Deepest cuts are to education, from kindergarten to college
For a lot of Philadelphians, it’s déjà vu as the reality of Gov. Tom Corbett’s budget proposal — which included 25 percent cuts to state supported colleges and universities and welfare funding — begins to sink in.
“Once again, the Corbett Administration is steering this commonwealth in the wrong direction,” said state Sen. Vincent Hughes, Democratic chair of the Senate appropriations committee. “Corbett … would rather cut first and ask questions later. Pennsylvania cannot flourish in that environment.”
Hughes, who was among the most vocal opponents to Corbett’s last budget, said this year’s proposal suggests the governor remains out of touch with his constituents.
“Despite what the governor may have said … the reality is Pennsylvania’s job creation has been stagnant, economic development is at a standstill and public education — which is still dealing with last year’s billion-dollar body blow — is getting hit again,” he said.
Mayor Michael Nutter was more reserved in his comments, but said the budget proposal is likely to have a significant impact on the city.
“The preliminary view is significant hits in human services and the social safety net, in education — some impact on the library system as well as the areas of public safety and a few others,” Nutter said.
He added that city officials are poring over Corbett’s proposal in an effort to get a more precise picture of how it might affect the city, and noted that the process could take weeks.
Corbett characterized his proposal as “lean and demanding.”
In his budget address Tuesday, the governor outlined a $27.1 billion spending plan that did not include any new taxes, but was filled with cuts, large and small, to many state agencies.
Among the largest, and likely among the most controversial, was his proposal to hack $230 million — roughly 25 percent — from the allocation for state-supported colleges and universities, among them Temple, Lincoln and Cheyney universities.
Community colleges would see a 4 percent cut, and grants through the Pennsylvania Higher Education Assistance Agency would see a 6 percent cut.
School districts across the state got hit with $860 million in spending cuts in last year’s budget. Under this proposal, they would see their basic subsidies rise about $45 million to $5.4 billion, but that would be offset by the loss of $100 million in state grants that helped fund full-day kindergarten and other programs.
That could translate to a $269 million deficit for the Philadelphia School District, said Nutter’s spokesman, Mark McDonald, up from the present $61 million deficit between now and the end of the school year.
In addition, while overall spending for the welfare department remained level, Corbett suggested slashing $319 million from welfare programs by eliminating cash payments for about 60,000 participants in the General Assistance program for people who do not qualify for federally-funded welfare. He would also impose new eligibility rules, including minimum work requirements, for about 30,000 recipients who receive Medicaid benefits, administration officials said.
In City Council on Thursday morning, Councilman Curtis Jones blasted the budget proposal and the governor.
“Those cuts start in Harrisburg, but we feel them here in Philadelphia,” he said. “Gov.
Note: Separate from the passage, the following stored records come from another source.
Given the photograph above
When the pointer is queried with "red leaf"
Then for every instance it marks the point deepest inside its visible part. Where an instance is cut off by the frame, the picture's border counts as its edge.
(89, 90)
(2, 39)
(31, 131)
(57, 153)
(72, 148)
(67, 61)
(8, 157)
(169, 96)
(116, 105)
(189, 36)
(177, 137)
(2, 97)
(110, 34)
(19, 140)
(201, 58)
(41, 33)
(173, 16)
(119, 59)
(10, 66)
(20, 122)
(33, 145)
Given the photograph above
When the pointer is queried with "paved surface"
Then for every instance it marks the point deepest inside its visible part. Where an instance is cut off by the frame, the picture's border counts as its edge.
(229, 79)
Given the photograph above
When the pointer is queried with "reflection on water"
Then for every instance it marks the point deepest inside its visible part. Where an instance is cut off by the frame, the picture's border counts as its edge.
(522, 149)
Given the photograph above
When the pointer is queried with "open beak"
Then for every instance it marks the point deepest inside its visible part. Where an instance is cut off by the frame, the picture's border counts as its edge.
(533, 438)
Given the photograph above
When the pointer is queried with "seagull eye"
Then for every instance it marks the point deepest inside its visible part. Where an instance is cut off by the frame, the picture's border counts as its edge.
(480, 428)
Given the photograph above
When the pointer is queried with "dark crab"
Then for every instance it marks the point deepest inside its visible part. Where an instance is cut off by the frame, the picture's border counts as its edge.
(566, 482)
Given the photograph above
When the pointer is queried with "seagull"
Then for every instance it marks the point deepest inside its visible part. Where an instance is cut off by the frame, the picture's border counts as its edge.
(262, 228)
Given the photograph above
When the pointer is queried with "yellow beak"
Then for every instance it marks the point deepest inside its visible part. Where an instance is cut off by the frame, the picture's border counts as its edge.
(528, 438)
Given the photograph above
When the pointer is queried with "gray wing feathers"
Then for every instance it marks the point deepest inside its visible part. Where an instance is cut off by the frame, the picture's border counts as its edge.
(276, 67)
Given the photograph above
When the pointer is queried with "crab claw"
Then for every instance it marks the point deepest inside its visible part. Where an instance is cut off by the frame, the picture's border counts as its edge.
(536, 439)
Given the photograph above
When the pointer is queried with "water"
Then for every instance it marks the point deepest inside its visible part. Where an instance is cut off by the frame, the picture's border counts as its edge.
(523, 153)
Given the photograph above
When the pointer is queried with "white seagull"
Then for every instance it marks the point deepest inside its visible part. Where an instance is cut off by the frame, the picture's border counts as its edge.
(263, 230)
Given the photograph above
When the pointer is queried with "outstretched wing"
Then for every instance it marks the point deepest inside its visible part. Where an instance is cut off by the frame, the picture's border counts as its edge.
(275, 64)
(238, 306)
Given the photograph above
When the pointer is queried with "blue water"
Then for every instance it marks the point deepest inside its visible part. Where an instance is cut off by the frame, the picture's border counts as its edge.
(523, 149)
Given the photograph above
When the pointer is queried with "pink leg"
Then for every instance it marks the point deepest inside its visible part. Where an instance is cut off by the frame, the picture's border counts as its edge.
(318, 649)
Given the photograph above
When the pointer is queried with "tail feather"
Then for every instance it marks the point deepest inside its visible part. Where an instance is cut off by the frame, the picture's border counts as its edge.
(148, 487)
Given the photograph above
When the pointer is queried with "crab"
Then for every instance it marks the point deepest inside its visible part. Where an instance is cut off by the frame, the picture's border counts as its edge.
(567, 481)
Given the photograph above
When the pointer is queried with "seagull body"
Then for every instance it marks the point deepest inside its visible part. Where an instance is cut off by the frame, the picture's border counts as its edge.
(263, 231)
Corbett is not concerned about Philadelphia or poor people. In the budget message that he sent it was clear. It was mean-spirited. What elected official, what politician, dares threaten kindergarten to the tune of $21 million? State funding for programs to the poor, the elderly, domestic abuse survivors are being dismantled.”
State Rep. Ron Waters, chair of the Pennsylvania Legislative Black Caucus, said Corbett needed to look at new revenue options, something he failed to do in his proposal.
“I believe it’s critical in this economy,” he said. “There is funding available, so that we can do better by the citizens of the Commonwealth.”
Waters suggested that the state impose a tax as high as 7.5 percent on natural gas extraction. This week the general assembly did agree to a “local impact fee” that would fluctuate according to gas prices, but that money would flow directly to the municipalities where drilling takes place.
“Citizens are hurting right now,” he said. “Why not ask [gas companies] to do their fair share? That’s what’s missing as we look forward.”
Waters urged his constituents to immediately begin to voice their opposition to Corbett’s proposal.
“The voters out there have the opportunity to send a strong message on this that ‘we want you to do better by us,’” he said. “If the voters of this state send that message to the members of the general assembly, I believe they will fall in line and do the right thing.”
Last year, in the first budget of his term, Corbett cut $1.1 billion in public education funding and $662 million cuts to higher education, as well as including tax breaks totaling approximately $320 million. Like this year’s proposal, his plan did not include any new taxes.
Despite stiff opposition from Democrats, that budget passed easily through the Republican controlled House and Senate.
Nevertheless, Hughes pledged that Democrats would again oppose Corbett’s proposal.
“Over the next few months, my Senate Democratic colleagues and I will continue to push … and work toward a state spending plan that best reflects the needs of Pennsylvania,” he said.